Hablemos de modo más concreto de su experiencia como novelista y de su experiencia como ensayista.

–El approach en una y otra es distinto. En cierto modo, como novelista o como narrador tienes que dejar las cosas fuera, tienes que darles una forma –externa, por decirlo así– donde haya una zona de claroscuro en la que esté vedado el explicar. Eso es la textura y el colorido. Y además tienes que hacer una extraña sucesión de hechos de los cuales unos pasan a las páginas y otros los eliminas. Eso te da una composición, un conjunto, que tú no sabes demasiado bien por qué es así. No puede funcionar con procedimientos analíticos. La composición sistemática como la quería Poe es imposible.

Poe es un extremo.

–Pero fue el que lo dijo. Lo cierto es que allí las reglas no están dadas. Mientras que cuando se es ensayista, o cuando yo soy ensayista, quiero explicitarlo todo. Quiero explicarlo metiéndome dentro y haciendo todas las dicotomías necesarias, estudiando por arriba y por abajo y no conformándome con la forma externa que se me ha dado. En cierto modo, el narrador crea un cuerpo sano o, por lo menos, algo que goza de una cierta salud externa cuya concentración basta para el trato con ella. El ensayista, por su parte, es un médico: tiene que buscar dónde hay una enfermedad, un vicio, o dónde está la constitución anatómica de ese sujeto, es decir, por qué eso es así y no de otra manera. Hay algo muy claro: una cosa es conformarse con el enigma y otra tratar de desvelarlo, de abrirlo. Y eso, tanto el telquelista como el escritor francés, lo quieren combinar en una sola cosa. Quieren mantener a la literatura como una especie de misterio permanente pero, al mismo tiempo, desvencijarla. Todo individuo que ejerza en una dirección o en otra tiene una mentalidad o un aspecto de su personalidad creador y otro crítico, pero cuando se decide a hacer creación –sea con la máquina de escribir, sea con los pinceles, sea con cualquier otra cosa– debe divorciarse del aspecto crítico, distanciarse.

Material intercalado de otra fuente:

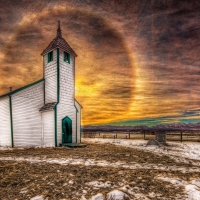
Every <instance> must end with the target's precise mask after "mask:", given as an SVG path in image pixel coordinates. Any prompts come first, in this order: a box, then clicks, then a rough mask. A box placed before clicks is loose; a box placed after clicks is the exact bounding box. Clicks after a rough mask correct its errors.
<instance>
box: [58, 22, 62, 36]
mask: <svg viewBox="0 0 200 200" xmlns="http://www.w3.org/2000/svg"><path fill="white" fill-rule="evenodd" d="M57 37H60V38H62V31H61V29H60V21H58V29H57Z"/></svg>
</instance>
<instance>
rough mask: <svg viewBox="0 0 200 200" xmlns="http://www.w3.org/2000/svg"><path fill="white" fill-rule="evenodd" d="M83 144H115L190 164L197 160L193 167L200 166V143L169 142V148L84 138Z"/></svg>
mask: <svg viewBox="0 0 200 200" xmlns="http://www.w3.org/2000/svg"><path fill="white" fill-rule="evenodd" d="M82 142H83V143H84V142H89V143H99V144H115V145H119V146H124V147H131V148H137V149H141V150H144V151H147V152H152V153H155V154H158V155H167V156H169V157H170V158H172V159H174V160H176V161H178V162H185V163H189V161H188V159H190V162H192V161H191V159H194V160H196V162H195V163H193V162H192V164H193V165H196V166H200V143H198V142H183V143H180V142H167V144H168V145H167V146H161V147H158V146H146V144H147V142H148V141H147V140H129V139H124V140H123V139H101V138H83V139H82Z"/></svg>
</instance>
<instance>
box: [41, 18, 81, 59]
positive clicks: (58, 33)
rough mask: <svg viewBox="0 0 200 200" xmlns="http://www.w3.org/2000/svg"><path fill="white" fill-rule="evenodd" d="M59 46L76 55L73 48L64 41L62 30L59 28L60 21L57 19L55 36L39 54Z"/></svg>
mask: <svg viewBox="0 0 200 200" xmlns="http://www.w3.org/2000/svg"><path fill="white" fill-rule="evenodd" d="M57 48H60V49H62V50H63V51H65V52H67V53H69V54H71V55H73V56H75V57H76V56H77V55H76V53H75V52H74V50H73V49H72V48H71V47H70V46H69V44H68V43H67V42H66V41H65V39H64V38H63V37H62V31H61V29H60V21H58V29H57V36H56V38H54V39H53V41H52V42H51V43H50V44H49V45H48V47H47V48H46V49H45V50H44V51H43V52H42V54H41V55H44V54H46V53H48V52H50V51H52V50H54V49H57Z"/></svg>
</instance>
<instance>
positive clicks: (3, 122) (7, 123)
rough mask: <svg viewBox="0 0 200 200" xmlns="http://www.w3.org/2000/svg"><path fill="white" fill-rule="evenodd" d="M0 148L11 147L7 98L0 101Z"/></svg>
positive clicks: (10, 137) (10, 129) (9, 117)
mask: <svg viewBox="0 0 200 200" xmlns="http://www.w3.org/2000/svg"><path fill="white" fill-rule="evenodd" d="M0 146H11V122H10V106H9V97H8V96H6V97H3V98H1V99H0Z"/></svg>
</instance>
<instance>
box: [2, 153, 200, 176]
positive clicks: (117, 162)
mask: <svg viewBox="0 0 200 200" xmlns="http://www.w3.org/2000/svg"><path fill="white" fill-rule="evenodd" d="M0 160H2V161H3V160H4V161H26V162H31V163H50V164H61V165H84V166H99V167H116V168H117V167H121V168H125V169H138V168H140V169H159V170H163V171H181V172H183V173H186V172H200V168H197V167H190V168H185V167H178V168H177V167H176V166H165V165H162V164H147V163H145V164H138V163H131V164H128V163H126V162H122V161H118V162H108V161H105V160H93V159H75V158H69V159H67V158H64V159H62V158H58V159H55V158H54V159H52V158H39V157H38V158H35V157H29V158H24V157H1V158H0Z"/></svg>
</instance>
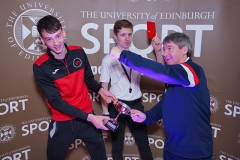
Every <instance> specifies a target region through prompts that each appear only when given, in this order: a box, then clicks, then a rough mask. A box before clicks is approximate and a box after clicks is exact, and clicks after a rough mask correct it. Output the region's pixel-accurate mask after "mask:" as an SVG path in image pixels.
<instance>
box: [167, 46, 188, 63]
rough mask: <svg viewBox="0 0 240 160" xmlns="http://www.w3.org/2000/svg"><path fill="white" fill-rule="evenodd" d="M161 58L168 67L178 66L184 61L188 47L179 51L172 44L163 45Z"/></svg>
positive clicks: (187, 51) (186, 54)
mask: <svg viewBox="0 0 240 160" xmlns="http://www.w3.org/2000/svg"><path fill="white" fill-rule="evenodd" d="M163 52H164V53H163V58H164V60H165V62H166V63H167V64H168V65H173V64H180V63H183V62H185V61H186V59H187V52H188V47H187V46H183V47H182V48H181V49H180V48H179V46H178V45H176V44H175V43H173V42H167V43H165V44H164V45H163Z"/></svg>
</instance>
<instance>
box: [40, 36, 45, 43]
mask: <svg viewBox="0 0 240 160" xmlns="http://www.w3.org/2000/svg"><path fill="white" fill-rule="evenodd" d="M39 39H40V41H41V42H42V44H45V42H44V40H43V38H42V37H41V36H40V37H39Z"/></svg>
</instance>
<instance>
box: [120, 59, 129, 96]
mask: <svg viewBox="0 0 240 160" xmlns="http://www.w3.org/2000/svg"><path fill="white" fill-rule="evenodd" d="M120 63H121V62H120ZM121 66H122V68H123V70H124V73H125V75H126V76H127V78H128V81H129V83H130V88H129V93H131V92H132V88H131V74H132V69H131V68H130V75H128V73H127V71H126V68H125V67H124V65H123V64H122V63H121Z"/></svg>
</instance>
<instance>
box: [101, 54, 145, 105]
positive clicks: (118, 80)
mask: <svg viewBox="0 0 240 160" xmlns="http://www.w3.org/2000/svg"><path fill="white" fill-rule="evenodd" d="M133 52H136V53H138V52H139V51H133ZM123 65H124V64H123ZM124 67H125V69H126V71H127V73H128V75H129V76H130V68H129V67H127V66H125V65H124ZM140 79H141V73H139V72H136V71H134V70H132V73H131V84H130V83H129V80H128V78H127V75H126V74H125V72H124V70H123V68H122V66H121V63H120V62H119V61H118V59H116V58H113V57H111V56H110V55H109V54H107V55H106V56H105V57H104V58H103V59H102V71H101V76H100V82H106V83H109V82H111V85H110V92H111V93H113V94H114V95H115V96H116V97H117V98H118V99H122V100H126V101H132V100H135V99H138V98H140V97H141V96H142V93H141V90H140ZM130 87H131V89H132V92H131V93H129V88H130Z"/></svg>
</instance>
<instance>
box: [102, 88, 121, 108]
mask: <svg viewBox="0 0 240 160" xmlns="http://www.w3.org/2000/svg"><path fill="white" fill-rule="evenodd" d="M98 94H99V95H100V96H101V97H102V98H103V99H104V100H105V101H106V102H107V103H111V102H113V103H114V104H116V103H117V101H118V100H117V98H116V97H115V95H113V94H112V93H111V92H109V91H107V90H105V89H104V88H101V89H100V90H99V92H98Z"/></svg>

No hay psicología. Es como si la hubiera desterrado.

–No la hay. Las explicaciones concausológicas no me interesan. La psicología es un mal, un escenario en el fondo, porque se cree que mediante los juegos corpóreos se da una cierta profundidad. Lo contrario es lo cierto: la escena llena de enigmas es la que tiene profundidad y donde uno puede moverse a gusto. Allí se ve, además, la tridimensionalidad de la literatura.